Marginal Gains revisited: refocusing towards Critical Gains in sales process improvement
March 18, 2023
Andy Cook

However history judges the legacy of David Brailsford’s leadership of cycling’s Team Sky (now Ineos Grenadiers), it is certainly the case that Brailsford’s philosophy of “marginal gains” was discussed widely in business leadership circles over the past decade.

The proliferation and uptake of the marginal gains concept owes much to its simplicity and transferability. Brailsford argued that, by identifying and improving every factor that contributed to performance in the activity of riding a bicycle, breakthrough improvements could be achieved. Even a 1% improvement, if sustained and built upon, was worthwhile. Team Sky’s achievements in the early 2010s were certainly remarkable. And if this approach worked for cycling, why could it not be applied to business processes?

Better Faster Growth has worked on sales processes with clients for whom the marginal gains approach has resonated. And, in principle, there is much we would support in this approach:

  • ensuring the scope of an improvement initiative considers the end-to-end process
  • long-listing all types of potential improvement, both incremental and transformational, and
  • making small and iterative changes where these can be put in place rapidly.

But we have always taken the view that there are limits to the effectiveness and applicability of the marginal gains approach to sales process improvement. Team Sky’s achievements were only realised with very substantial investment, well beyond the scale of funding received by other cycling teams at the time, and required several years to come to fruition.

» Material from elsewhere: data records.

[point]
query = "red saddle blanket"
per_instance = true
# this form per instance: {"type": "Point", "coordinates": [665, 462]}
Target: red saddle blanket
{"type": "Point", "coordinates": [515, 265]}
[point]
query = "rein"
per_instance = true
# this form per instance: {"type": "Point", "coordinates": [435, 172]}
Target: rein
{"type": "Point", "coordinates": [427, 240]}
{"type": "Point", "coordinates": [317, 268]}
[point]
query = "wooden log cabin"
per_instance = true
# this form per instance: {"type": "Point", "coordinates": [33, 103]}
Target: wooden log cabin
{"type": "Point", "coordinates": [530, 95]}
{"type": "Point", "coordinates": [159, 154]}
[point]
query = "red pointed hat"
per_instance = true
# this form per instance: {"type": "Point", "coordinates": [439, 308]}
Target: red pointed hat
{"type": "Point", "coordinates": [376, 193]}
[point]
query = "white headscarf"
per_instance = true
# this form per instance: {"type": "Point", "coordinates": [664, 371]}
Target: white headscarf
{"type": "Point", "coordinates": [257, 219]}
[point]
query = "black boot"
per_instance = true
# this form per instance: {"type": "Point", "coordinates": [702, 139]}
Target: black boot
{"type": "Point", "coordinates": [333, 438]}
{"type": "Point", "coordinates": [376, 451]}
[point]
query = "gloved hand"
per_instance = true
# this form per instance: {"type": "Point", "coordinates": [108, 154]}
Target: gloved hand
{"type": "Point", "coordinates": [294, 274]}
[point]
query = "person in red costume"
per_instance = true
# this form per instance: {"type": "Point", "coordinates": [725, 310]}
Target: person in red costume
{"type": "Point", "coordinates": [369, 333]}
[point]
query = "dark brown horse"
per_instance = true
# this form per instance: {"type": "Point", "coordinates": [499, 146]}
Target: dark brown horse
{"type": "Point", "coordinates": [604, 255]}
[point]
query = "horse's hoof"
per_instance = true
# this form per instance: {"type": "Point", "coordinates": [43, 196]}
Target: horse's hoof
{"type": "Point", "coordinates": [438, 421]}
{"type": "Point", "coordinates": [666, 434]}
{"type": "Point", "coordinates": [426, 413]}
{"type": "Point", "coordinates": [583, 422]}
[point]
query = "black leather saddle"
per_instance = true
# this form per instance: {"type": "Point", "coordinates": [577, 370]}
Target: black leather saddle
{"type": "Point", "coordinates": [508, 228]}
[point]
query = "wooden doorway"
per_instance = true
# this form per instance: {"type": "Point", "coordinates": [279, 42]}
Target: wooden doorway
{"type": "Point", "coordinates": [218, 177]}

It is also arguable that a company’s sales activities can be more dynamic, complex and multifaceted than the highly-focused, win-or-lose nature of performance cycling.

In reality, sales teams will often identify more improvement opportunities than they have attention or capacity to pursue, and improvement initiatives on tight budgets typically need to demonstrate quick wins as well as long-term gains. And, of course, making 1% improvements is folly if they are made to things that do not contribute to sales objectives.

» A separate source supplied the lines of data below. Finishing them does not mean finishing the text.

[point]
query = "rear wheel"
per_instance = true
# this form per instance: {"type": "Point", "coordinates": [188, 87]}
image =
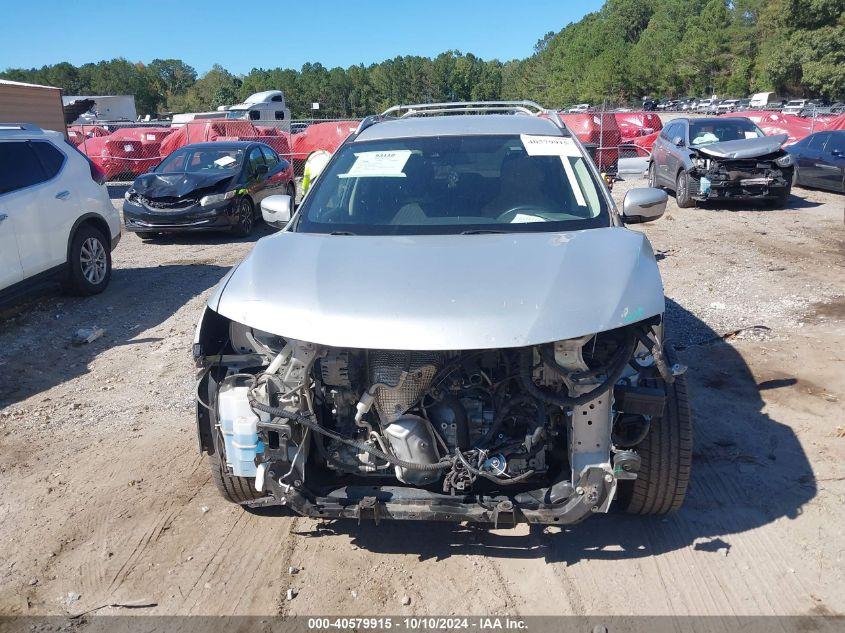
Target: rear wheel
{"type": "Point", "coordinates": [232, 488]}
{"type": "Point", "coordinates": [682, 192]}
{"type": "Point", "coordinates": [666, 454]}
{"type": "Point", "coordinates": [245, 217]}
{"type": "Point", "coordinates": [89, 263]}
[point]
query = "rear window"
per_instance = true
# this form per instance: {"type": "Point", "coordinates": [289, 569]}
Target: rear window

Rather than taking a “marginal gains” approach, we recommend focusing on “critical gains”, the areas of the process which, if improved, impact improvement most. Our experience is that these critical gains can be found by asking the right questions of each step in the sales process:

Finding the right prospects

Do you regularly review the prospect landscape and score leads (e.g. by sector, size, potential etc.) to ensure scarce hunting resources are appropriately focused?

Winning the customer

Do you measure key leading indicators (meetings and calls, opportunities, conversion rates etc.) regularly and constantly take steps to improve across the sales force?

Setting up/on-boarding

Are customers brought on board as quickly as possible with other key departments involved well in advance of on-boarding?

Growing the customer

Do you understand the full potential of each customer, especially where they may also source from competitors? Do you fully understand their own growth drivers?

Retaining the customer

Do you measure retention rates? Do you engage with other internal departments so that account managers are never ‘caught out’ unexpectedly by a dissatisfied customer?

Winning back lost customers

Do you have a process in place for winning back lost customers (some of your warmest leads) and engage them frequently?

To identify critical gains, the place to start is end-to-end performance measurement. Many sales leaders know exactly where things stand with sales and customers but not all can speak fluently about profitability. And leading indicators are sometimes ignored until the sales fail to materialise – and that is often too late.

The appeal of the marginal gains philosophy is clear but it has always been rather a blunt instrument. Surely it is better to pursue sales improvement with the cunning of the fox rather than the relentlessness and stubbornness of a donkey?